All the classic flavours in this German-inspired dish play off against each other in the most delightful way. The sweetness of the honey and pear against sharp Parmesan and crumbed pork is just lovely! *This recipe is under 650kcal per serving and under 40g carbohydrates per serving.*
1 packet
Panko Breadcrumbs
(Contains: Wheat, Gluten; May be present: Gluten, Soy.)
1 packet
Mint
1 packet
Mixed Salad Leaves
1 packet
Mustard Mayo
(Contains: Eggs; May be present: Milk.)
1 packet
Parmesan Cheese
(Contains: Milk;)
1
Pear
280 g
Pork Schnitzel
1
Cucumber
1 drizzle
olive oil
2 tbs
flour
(Contains: Gluten; May be present: Wheat.)
2 tsp
salt (for the crumb)
1 piece
egg
(Contains: Eggs;)
1 tsp
honey
1 drizzle
vinegar (balsamic or white wine) (pantry)
• Thinly slice pear into wedges. Thinly slice cucumber into half-moons. • Pick and thinly slice mint leaves.
• In a shallow bowl, combine the plain flour and the salt. • In a second shallow bowl, whisk the egg. • In a third shallow bowl, place panko breadcrumbs.
• Pull apart pork schnitzels so you get two per person. • Dip pork into flour mixture to coat, then into the egg, and finally in the breadcrumbs. Transfer to a plate.

• In a large frying pan, heat enough olive oil to coat the base over high heat. • When oil is hot, cook crumbed pork in batches, until golden and cooked through, 1-2 minutes each side. • Transfer to a paper towel-lined plate. TIP: Add extra oil between batches if necessary.

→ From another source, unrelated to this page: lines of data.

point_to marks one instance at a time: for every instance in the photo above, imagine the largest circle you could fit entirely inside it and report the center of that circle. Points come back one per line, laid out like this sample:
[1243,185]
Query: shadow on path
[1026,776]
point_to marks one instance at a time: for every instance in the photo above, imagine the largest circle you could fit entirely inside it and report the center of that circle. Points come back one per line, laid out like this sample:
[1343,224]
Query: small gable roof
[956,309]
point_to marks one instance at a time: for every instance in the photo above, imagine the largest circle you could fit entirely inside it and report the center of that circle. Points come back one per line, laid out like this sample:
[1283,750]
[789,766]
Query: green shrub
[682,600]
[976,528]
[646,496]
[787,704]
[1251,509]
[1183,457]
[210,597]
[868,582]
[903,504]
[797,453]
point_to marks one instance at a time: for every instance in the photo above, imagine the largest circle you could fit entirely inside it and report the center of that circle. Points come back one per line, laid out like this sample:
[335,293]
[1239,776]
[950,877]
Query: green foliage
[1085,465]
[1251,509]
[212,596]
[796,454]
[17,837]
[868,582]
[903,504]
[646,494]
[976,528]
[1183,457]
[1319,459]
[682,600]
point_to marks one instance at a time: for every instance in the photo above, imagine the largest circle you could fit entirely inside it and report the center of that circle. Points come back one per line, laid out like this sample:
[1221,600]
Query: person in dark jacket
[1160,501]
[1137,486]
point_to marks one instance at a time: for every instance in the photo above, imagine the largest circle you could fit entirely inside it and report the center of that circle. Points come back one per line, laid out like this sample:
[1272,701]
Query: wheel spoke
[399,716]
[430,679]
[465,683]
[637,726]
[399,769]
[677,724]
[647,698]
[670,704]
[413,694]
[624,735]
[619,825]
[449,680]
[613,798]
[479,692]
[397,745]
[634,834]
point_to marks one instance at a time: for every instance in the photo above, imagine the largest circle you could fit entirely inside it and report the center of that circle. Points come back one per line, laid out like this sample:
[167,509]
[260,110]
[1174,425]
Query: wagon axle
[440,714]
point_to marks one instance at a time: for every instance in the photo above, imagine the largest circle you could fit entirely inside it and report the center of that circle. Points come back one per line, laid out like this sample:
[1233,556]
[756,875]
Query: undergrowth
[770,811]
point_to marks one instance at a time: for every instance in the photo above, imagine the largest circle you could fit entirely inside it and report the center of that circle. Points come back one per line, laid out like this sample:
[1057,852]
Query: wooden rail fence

• While pork is cooking, combine the honey with a drizzle of olive oil and the vinegar in a medium bowl. • Season, then add mixed salad leaves, cucumber, pear, shaved Parmesan cheese and mint. Toss to coat.
• Slice pork schnitzel. • Divide pork schnitzel and pear-Parmesan salad between plates. • Serve with mustard mayo. Enjoy!